El vocalista tiene un jopo embetunado en gomina. La gente, casi todos mayores, arriba de cincuenta años, corea la canción. Una pareja se luce armando pasos caribeños mezclados con tango.
– ¿Seguro que no quieres bailar? -le pregunta Valeska a Alfonso con una voz pastosa y poco natural-. Después te puedo curar las patitas. Yo sé mucho de eso.

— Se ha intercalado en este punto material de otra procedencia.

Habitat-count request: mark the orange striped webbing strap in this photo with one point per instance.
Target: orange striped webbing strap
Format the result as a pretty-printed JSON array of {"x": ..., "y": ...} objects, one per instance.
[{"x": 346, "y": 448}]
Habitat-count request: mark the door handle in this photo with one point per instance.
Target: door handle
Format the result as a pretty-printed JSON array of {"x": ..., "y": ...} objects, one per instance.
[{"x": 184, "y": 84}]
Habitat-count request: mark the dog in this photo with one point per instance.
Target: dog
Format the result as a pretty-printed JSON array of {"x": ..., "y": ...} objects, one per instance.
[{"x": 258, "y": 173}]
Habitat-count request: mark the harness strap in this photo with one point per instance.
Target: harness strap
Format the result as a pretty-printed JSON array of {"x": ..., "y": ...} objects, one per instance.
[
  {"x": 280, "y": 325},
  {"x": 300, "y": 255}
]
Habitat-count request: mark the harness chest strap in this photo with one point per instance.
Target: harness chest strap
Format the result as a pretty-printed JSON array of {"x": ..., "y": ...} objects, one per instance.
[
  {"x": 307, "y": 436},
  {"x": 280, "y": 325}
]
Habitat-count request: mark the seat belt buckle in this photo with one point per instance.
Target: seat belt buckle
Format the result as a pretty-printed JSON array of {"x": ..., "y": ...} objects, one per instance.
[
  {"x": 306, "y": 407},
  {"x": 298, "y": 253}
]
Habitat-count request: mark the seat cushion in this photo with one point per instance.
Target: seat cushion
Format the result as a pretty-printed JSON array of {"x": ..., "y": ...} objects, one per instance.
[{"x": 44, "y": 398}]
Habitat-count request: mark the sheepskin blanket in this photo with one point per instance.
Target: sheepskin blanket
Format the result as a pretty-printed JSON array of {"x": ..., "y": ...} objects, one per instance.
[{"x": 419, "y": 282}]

Valeska anda con una peto stretch color verde y pantalones rosados muy ceñidos. Alfonso le mira las manos. Sus uñas son largas y color rosa eléctrico.
– Bonitas tus manos.
– Deberías ver mis pies.
Escalona mira la pista en silencio. Su mujer lo toma de la mano y hace lo mismo. En la pista Roxana y Faúndez coquetean ferozmente. Danzan agarrados de la cintura. El Camión tiene entusiasmada a una secretaria con el pelo zanahoria. Mientras baila, la polera se le sube y el ombligo se le escapa.
– ¿Estás seguro de que no quieres bailar, cariño?
– Más tarde.
– Más tarde yo no voy a querer bailar. Voy a querer hacer otras cosas.
Valeska lo mira sin miedo ni pudor. Sus ojos son negros y están rodeados de más oscuridad. Sus pestañas pesan con el rimmel. Su delineador tiene algo de azul escondido.
Un viejo deshidratado y enjuto se acerca a la mesa. Acarrea una aparatosa máquina fotográfica.
– ¿Un recuerdito de los Braseros?
– Por ningún motivo -responde Escalona, ofendido.
– Para la señorita -insiste el fotógrafo.
– Ya le dijimos que no. No es no, señor.
El fotógrafo se aleja un poco molesto hacia una mesa que celebra un aniversario de matrimonio. Escalona lo mira desaparecer.
– Alfonso, déjame decirte una cosa. Quiero decirlo aquí, frente a mi señora esposa. Jamás, y repito jamás, terminaré tomando fotos en una boîte. Esto es una promesa. Lo juro por mis hijos. Un artista, Alfonso, no puede trabajar en cualquier lugar. Ni vender su talento como si fuera un simple oficio. Los que dicen eso son cobardes o fracasados. Si uno no tiene dignidad, Alfonso, uno no tiene nada.